A single missing multiplication, cbETH/ETH without the ETH/USD, turned a $2,200 asset into a $1.12 one, and liquidation bots didn't wait for a second opinion. They never do.

By the time Moonwell's risk manager slashed the borrow cap, 1,096 cbETH had already been seized for roughly the price of a parking ticket per token.

Borrowers lost their collateral. The protocol was left with $1.78 million in bad debt.

The root cause was buried in the GitHub commit that started it all: The commit was co-authored by Claude Opus 4.6.

Three oracle failures in over 4 months. Roughly $7.8 million in bad debt accumulated when all added up.

Same protocol, same class of error, new victims. The formula is almost elegant in its repetition - trust the price feed, skip the sanity check, watch the bots feed.

But this time, something shifted. This wasn't just another DeFi postmortem about misconfigured oracles and insufficient testing.

This one came with a question that the industry isn't ready to answer yet.

When AI writes the code and humans approve it without understanding it, who exactly signed off?

Credit: Moonwell, Wazz, YAM, Decrypt, Pashov, Mikko Ohtamaa, Patrick Collins, SlowMist's Cos, Irboz, WhiteHatMage

At 6:01 PM UTC on February 15, governance proposal MIP-X43 was executed.

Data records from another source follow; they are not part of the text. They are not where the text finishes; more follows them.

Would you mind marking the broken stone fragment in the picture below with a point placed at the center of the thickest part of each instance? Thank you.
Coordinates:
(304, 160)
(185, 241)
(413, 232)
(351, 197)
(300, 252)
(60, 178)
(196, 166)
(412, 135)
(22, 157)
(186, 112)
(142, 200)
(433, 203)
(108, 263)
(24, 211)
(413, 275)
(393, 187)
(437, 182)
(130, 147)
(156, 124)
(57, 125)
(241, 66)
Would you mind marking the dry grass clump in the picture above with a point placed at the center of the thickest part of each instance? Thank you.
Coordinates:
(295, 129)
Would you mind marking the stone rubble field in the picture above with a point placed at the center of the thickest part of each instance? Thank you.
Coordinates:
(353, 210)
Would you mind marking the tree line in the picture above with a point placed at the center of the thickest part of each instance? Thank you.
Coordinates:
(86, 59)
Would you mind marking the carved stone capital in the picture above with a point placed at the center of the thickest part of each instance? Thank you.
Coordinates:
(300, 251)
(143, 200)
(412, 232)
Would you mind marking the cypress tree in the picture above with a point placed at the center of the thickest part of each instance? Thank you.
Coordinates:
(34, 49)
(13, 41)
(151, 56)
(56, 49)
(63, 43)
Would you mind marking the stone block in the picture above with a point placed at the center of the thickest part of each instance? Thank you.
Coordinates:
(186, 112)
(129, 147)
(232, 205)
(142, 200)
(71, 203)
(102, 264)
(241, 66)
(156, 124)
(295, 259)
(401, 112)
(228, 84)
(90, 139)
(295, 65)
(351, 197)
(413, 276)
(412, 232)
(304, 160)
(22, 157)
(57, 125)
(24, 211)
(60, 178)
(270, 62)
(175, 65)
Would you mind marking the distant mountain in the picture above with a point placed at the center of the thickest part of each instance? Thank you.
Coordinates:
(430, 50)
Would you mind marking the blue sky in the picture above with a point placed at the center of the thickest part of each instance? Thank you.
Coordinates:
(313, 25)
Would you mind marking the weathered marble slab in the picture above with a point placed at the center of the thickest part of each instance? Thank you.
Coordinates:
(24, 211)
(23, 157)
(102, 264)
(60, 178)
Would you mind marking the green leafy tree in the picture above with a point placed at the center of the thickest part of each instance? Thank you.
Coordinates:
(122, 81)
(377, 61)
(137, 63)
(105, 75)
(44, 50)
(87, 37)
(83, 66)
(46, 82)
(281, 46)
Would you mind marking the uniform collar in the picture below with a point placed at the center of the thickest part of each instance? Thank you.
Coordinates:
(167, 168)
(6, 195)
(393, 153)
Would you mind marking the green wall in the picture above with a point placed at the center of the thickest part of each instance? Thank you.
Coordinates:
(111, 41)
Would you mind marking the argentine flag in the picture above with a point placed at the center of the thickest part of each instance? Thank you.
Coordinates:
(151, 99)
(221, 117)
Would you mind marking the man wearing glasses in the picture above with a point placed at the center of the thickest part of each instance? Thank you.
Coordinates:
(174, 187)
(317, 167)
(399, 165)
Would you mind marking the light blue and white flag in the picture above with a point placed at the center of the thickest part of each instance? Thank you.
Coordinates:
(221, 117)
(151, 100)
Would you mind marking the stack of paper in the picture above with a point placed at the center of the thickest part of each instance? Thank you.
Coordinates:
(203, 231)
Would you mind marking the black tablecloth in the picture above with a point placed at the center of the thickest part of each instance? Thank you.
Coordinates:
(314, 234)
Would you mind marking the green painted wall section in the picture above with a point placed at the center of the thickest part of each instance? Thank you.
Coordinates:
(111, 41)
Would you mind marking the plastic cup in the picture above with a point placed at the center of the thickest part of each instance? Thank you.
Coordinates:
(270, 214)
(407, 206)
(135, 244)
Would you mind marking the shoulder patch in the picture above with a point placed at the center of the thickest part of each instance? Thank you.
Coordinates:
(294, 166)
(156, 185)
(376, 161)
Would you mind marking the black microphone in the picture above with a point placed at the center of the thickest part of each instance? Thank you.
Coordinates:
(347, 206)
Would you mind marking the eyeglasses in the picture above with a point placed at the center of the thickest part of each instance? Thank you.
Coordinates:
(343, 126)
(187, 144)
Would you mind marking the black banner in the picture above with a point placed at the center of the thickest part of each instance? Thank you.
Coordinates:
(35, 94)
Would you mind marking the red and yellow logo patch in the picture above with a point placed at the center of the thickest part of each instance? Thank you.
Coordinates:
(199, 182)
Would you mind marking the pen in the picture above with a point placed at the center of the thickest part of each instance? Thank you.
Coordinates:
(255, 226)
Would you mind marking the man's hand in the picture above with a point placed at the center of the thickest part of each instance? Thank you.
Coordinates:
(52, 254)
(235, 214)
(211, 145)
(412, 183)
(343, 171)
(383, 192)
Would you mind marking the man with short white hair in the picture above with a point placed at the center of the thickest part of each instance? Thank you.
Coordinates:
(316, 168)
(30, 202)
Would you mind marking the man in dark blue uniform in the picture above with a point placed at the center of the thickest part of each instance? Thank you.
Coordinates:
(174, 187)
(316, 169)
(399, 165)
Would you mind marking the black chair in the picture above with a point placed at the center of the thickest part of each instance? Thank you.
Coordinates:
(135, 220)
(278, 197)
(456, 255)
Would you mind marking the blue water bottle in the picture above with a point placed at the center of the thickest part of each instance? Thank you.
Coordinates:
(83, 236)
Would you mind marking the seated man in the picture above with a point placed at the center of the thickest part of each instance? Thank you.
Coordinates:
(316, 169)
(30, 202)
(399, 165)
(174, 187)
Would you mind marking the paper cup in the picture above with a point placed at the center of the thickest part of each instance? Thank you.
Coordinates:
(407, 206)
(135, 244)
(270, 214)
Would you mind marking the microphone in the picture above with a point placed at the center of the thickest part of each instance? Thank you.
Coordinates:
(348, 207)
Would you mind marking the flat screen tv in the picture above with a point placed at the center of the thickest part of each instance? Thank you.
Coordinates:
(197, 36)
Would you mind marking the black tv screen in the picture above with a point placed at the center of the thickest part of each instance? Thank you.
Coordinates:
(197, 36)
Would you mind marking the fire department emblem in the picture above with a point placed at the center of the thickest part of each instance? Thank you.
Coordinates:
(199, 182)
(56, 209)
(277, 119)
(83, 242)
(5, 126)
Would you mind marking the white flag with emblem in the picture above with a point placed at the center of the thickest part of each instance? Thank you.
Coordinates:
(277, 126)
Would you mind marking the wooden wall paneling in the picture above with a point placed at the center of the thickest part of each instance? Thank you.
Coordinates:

Its purpose was routine - enabling Chainlink OEV wrapper contracts across Moonwell's core markets on Base and Optimism, a standard infrastructure upgrade to capture oracle extractable value. One configuration was wrong.

cbETH is a liquid staking token. One cbETH buys you roughly 1.12 ETH, the extra reflecting accumulated staking rewards.

To price it in dollars, you multiply that ratio by the ETH/USD price. It's two numbers. One multiplication.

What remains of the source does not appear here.